Così Gianni Indino, presidente del SILB Emilia Romagna, che spiega: “Conosco le tante difficoltà per i gestori dei locali da ballo nel far rispettare i protocolli anti-Covid, soprattutto nell’impedire che si creino assembramenti. Tutti si sono attrezzati fin dal primo giorno di riapertura per adeguarsi alle norme aumentando il personale di sicurezza, dotandosi di tutti i dispositivi e sensibilizzando all’utilizzo della mascherina e al distanziamento. Gli staff ne parlano dall’entrata fino alla pista da ballo, dove proseguono i vocalist con continui richiami al rispetto delle normative. So quanto è difficile, ma bisogna farlo per il bene di tutti, per rispettare le regole imposte, per poter continuare a lavorare anche in questa estate anomala”.

“Eppure a volte non è bastato. I controlli ci sono e sono giusti: le forze dell’ordine fanno il loro dovere e le regole, che noi come sindacato abbiamo contribuito a creare, vanno rispettate. Chi sbaglia è giusto che venga sanzionato, ma non possiamo dimenticare la responsabilità personale che sta in capo ad ognuno di noi”.

“Per questo lancio un appello a tutti i gestori delle discoteche, perché tengano ancora di più la guardia alzata e facciano ancora più attenzione nel rispettare e nel fare rispettare i protocolli.
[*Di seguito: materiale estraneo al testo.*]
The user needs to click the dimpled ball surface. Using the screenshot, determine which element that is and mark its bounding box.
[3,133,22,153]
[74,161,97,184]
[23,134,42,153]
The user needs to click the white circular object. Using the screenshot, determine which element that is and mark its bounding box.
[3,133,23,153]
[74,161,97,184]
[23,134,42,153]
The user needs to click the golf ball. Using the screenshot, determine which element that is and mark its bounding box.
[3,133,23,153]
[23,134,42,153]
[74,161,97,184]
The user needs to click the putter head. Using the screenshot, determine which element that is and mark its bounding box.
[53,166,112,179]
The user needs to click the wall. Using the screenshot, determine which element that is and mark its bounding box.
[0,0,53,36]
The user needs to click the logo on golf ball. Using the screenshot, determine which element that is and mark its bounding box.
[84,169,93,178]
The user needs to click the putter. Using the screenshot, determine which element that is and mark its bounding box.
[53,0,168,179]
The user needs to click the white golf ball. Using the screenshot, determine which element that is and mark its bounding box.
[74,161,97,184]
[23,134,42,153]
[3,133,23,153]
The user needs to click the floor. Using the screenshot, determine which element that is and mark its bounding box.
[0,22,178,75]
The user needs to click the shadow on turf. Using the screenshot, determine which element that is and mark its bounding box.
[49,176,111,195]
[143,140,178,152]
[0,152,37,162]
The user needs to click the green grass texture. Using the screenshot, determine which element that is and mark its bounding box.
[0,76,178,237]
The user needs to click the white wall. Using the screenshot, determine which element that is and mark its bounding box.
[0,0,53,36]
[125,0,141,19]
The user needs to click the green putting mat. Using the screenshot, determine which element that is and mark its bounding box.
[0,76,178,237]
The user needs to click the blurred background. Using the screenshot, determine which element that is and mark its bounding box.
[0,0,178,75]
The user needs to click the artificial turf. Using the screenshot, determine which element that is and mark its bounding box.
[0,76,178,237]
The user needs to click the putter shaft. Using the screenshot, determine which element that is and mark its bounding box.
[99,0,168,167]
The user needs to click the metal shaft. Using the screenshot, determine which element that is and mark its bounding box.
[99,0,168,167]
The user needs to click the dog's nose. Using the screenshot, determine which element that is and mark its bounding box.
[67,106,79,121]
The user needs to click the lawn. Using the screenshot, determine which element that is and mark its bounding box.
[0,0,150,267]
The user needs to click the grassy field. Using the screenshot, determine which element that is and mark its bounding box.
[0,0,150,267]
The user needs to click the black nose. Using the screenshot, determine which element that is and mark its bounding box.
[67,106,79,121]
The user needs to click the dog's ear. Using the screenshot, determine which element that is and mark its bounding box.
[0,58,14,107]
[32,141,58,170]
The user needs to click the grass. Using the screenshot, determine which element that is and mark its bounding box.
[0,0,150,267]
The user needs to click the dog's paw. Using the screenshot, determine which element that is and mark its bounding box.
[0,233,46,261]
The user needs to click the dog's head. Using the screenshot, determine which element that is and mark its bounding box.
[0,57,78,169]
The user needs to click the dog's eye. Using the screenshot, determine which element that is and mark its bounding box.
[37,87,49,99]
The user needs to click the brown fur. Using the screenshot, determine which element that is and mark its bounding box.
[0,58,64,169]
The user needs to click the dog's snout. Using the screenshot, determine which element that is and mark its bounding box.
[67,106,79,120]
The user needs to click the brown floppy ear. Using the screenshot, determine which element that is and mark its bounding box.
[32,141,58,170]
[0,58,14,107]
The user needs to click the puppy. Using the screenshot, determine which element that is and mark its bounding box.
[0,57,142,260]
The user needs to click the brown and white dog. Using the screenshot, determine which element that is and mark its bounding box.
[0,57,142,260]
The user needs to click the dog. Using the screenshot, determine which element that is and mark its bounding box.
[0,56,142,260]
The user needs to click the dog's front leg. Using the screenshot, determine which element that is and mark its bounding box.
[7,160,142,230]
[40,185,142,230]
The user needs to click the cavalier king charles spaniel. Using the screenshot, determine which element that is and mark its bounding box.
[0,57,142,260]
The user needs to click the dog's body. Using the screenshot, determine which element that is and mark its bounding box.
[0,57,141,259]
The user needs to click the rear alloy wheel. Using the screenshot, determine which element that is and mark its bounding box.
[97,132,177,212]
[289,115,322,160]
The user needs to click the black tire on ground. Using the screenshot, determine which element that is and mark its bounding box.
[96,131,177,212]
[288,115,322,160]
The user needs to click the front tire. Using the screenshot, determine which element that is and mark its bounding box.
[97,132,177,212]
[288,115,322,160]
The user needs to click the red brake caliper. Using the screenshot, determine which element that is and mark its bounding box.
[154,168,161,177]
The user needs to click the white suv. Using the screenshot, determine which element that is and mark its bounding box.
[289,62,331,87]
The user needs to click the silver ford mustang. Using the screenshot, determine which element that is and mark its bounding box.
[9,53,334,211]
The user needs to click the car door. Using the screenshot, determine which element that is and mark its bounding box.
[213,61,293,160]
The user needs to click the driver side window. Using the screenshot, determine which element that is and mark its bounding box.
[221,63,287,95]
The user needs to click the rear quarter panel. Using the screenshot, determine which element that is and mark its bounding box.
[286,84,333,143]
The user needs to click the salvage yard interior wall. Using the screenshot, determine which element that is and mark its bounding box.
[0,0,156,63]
Abbiamo trascorso una Pink Week con tanti turisti, ora ci aspetta la settimana di Ferragosto, il clou dell’estate: nell’attesa di vedere il tutto esaurito sulle nostre coste, raccomando la massima prudenza”.
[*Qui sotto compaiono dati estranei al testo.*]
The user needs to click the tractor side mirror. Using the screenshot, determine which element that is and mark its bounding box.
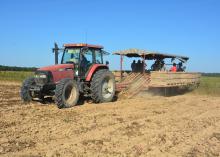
[82,47,89,53]
[105,61,109,66]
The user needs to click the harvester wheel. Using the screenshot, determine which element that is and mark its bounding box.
[20,77,34,103]
[55,78,79,108]
[91,69,115,103]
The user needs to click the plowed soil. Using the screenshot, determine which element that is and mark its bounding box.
[0,82,220,157]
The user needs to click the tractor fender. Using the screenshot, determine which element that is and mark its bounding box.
[86,64,109,81]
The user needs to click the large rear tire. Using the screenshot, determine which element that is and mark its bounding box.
[20,77,34,103]
[55,78,79,109]
[91,69,115,103]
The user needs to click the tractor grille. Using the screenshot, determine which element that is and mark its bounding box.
[35,71,52,85]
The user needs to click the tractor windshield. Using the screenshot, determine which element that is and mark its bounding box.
[62,48,80,64]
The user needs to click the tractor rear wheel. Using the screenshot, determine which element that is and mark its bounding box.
[55,79,79,108]
[91,69,115,103]
[20,77,34,102]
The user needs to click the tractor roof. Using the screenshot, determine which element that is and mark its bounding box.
[113,49,189,62]
[63,43,104,49]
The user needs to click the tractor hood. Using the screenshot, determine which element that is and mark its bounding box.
[37,64,73,72]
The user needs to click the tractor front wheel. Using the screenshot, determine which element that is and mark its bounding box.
[20,77,34,103]
[55,79,79,108]
[91,69,115,103]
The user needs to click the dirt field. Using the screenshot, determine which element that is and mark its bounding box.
[0,82,220,157]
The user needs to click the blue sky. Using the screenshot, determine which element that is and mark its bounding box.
[0,0,220,72]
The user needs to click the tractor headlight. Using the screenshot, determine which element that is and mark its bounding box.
[35,74,47,79]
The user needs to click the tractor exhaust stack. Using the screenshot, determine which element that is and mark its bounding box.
[53,43,59,64]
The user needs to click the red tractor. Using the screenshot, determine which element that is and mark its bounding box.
[21,44,115,108]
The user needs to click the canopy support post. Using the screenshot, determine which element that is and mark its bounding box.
[120,55,123,80]
[142,54,145,74]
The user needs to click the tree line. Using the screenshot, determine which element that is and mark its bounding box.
[0,65,37,71]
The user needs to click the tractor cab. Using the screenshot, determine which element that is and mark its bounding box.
[61,44,108,79]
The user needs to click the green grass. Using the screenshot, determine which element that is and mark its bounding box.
[193,76,220,96]
[0,71,34,82]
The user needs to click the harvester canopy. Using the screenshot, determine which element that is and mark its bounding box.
[113,48,189,62]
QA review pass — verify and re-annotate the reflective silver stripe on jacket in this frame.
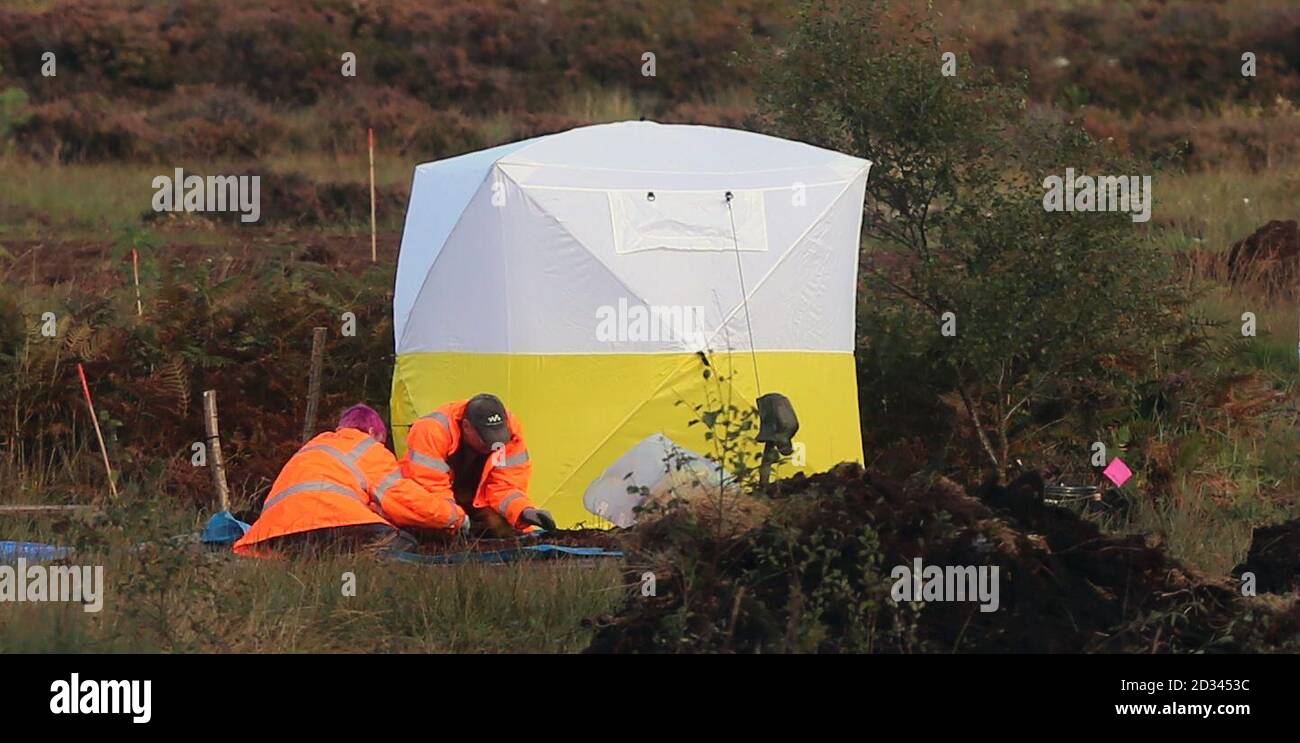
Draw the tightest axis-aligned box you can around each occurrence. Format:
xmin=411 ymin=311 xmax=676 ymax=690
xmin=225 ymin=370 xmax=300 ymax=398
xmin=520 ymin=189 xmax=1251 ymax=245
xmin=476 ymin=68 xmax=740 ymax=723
xmin=410 ymin=449 xmax=451 ymax=472
xmin=374 ymin=469 xmax=402 ymax=508
xmin=497 ymin=490 xmax=524 ymax=518
xmin=261 ymin=481 xmax=365 ymax=513
xmin=298 ymin=436 xmax=378 ymax=492
xmin=497 ymin=449 xmax=528 ymax=466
“Senza dimenticare però la responsabilità personale: il mio appello non è dunque solo ai gestori, ma anche a tutti i ragazzi, giovani e meno giovani, che vengono in Riviera per divertirsi. Non si chiedono sacrifici immani: poche precauzioni, ma importantissime. Facciamo il patto del divertimento: piccoli sacrifici da parte di tutti per poter continuare a divertirci tutti insieme in piena sicurezza”.
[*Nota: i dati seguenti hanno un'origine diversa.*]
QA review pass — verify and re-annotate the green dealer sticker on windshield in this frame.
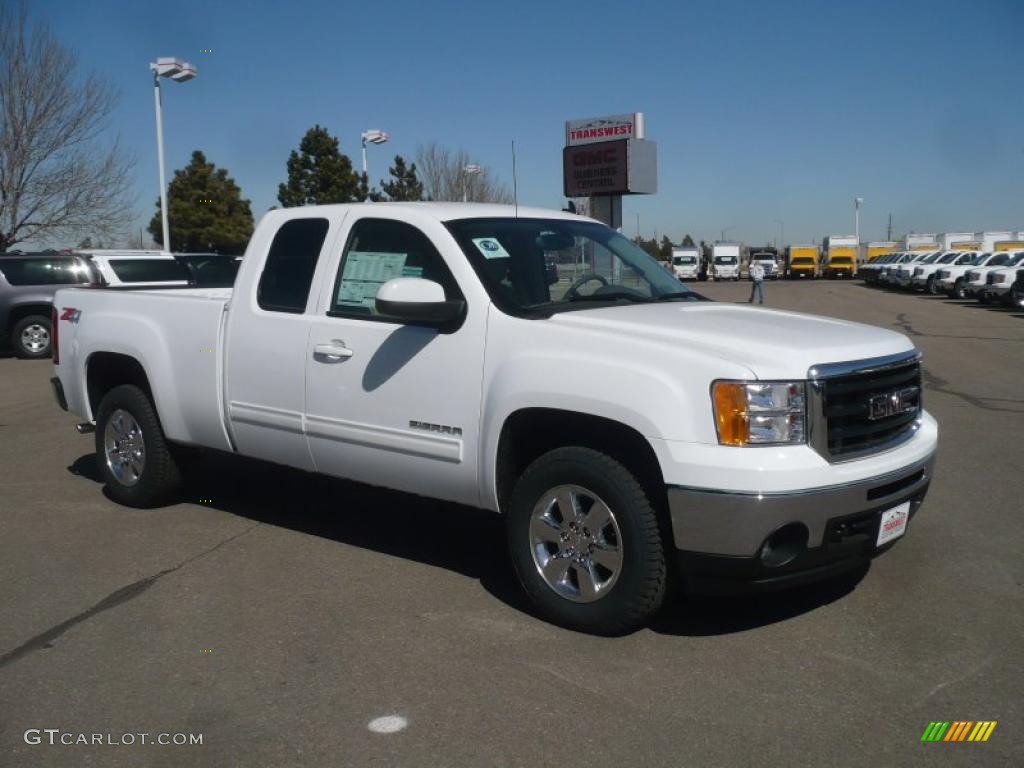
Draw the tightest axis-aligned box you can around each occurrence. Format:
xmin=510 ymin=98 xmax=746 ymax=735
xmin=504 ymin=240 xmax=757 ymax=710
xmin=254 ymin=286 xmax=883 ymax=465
xmin=473 ymin=238 xmax=511 ymax=259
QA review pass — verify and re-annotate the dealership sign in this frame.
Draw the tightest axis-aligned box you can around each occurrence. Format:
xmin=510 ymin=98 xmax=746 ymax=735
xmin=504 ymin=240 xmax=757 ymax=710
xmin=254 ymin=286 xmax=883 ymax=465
xmin=562 ymin=138 xmax=657 ymax=198
xmin=565 ymin=112 xmax=643 ymax=146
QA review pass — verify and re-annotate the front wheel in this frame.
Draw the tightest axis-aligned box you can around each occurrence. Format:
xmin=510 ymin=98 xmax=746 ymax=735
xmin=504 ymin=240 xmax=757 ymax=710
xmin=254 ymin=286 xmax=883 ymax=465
xmin=507 ymin=447 xmax=668 ymax=635
xmin=96 ymin=384 xmax=181 ymax=508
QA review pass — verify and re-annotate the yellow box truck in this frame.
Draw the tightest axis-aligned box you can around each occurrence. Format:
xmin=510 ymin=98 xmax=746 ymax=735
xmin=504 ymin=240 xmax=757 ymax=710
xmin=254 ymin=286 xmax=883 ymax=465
xmin=785 ymin=246 xmax=818 ymax=280
xmin=821 ymin=234 xmax=860 ymax=280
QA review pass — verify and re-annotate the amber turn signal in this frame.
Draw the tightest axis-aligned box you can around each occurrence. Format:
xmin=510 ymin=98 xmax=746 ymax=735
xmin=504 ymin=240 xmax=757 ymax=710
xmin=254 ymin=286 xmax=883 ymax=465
xmin=712 ymin=381 xmax=751 ymax=445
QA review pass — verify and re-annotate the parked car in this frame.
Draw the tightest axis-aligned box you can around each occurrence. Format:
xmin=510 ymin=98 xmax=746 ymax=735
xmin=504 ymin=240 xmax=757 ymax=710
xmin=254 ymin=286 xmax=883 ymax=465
xmin=0 ymin=251 xmax=98 ymax=358
xmin=749 ymin=248 xmax=782 ymax=280
xmin=672 ymin=247 xmax=700 ymax=281
xmin=857 ymin=253 xmax=903 ymax=286
xmin=964 ymin=251 xmax=1024 ymax=301
xmin=979 ymin=256 xmax=1024 ymax=306
xmin=882 ymin=251 xmax=940 ymax=290
xmin=907 ymin=251 xmax=975 ymax=294
xmin=1010 ymin=269 xmax=1024 ymax=309
xmin=935 ymin=252 xmax=996 ymax=299
xmin=52 ymin=203 xmax=938 ymax=634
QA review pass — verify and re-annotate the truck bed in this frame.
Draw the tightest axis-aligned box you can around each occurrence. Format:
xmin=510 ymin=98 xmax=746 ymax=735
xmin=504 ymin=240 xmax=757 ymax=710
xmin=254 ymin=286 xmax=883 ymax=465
xmin=53 ymin=288 xmax=232 ymax=451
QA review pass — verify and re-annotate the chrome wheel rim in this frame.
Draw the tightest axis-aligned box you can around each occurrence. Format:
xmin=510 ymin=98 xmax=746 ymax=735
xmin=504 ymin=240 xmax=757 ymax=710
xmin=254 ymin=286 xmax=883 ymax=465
xmin=22 ymin=323 xmax=50 ymax=353
xmin=103 ymin=409 xmax=145 ymax=487
xmin=529 ymin=485 xmax=623 ymax=603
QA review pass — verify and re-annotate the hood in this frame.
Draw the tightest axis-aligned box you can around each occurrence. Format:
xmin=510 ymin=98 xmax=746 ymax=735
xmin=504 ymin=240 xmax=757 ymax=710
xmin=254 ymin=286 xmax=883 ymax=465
xmin=550 ymin=302 xmax=914 ymax=379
“Intanto, anche le discoteche al chiuso sono pronte a ripartire, ma non dimentichiamo che sono aziende complesse: non basta aprire la porta la mattina per ripartire la sera. Dietro ad ogni locale c’è una pianificazione artistica e organizzativa: dj, musicisti, tecnici, security, camerieri, baristi… Sono tante le figure che servono per dare vita alle serate nei locali e non è possibile improvvisare. Stabilire adesso le regole sarebbe fondamentale per programmare tutti gli aspetti in vista dell’autunno e darebbe respiro ad un settore messo in ginocchio da questa crisi” conclude Gianni Indino.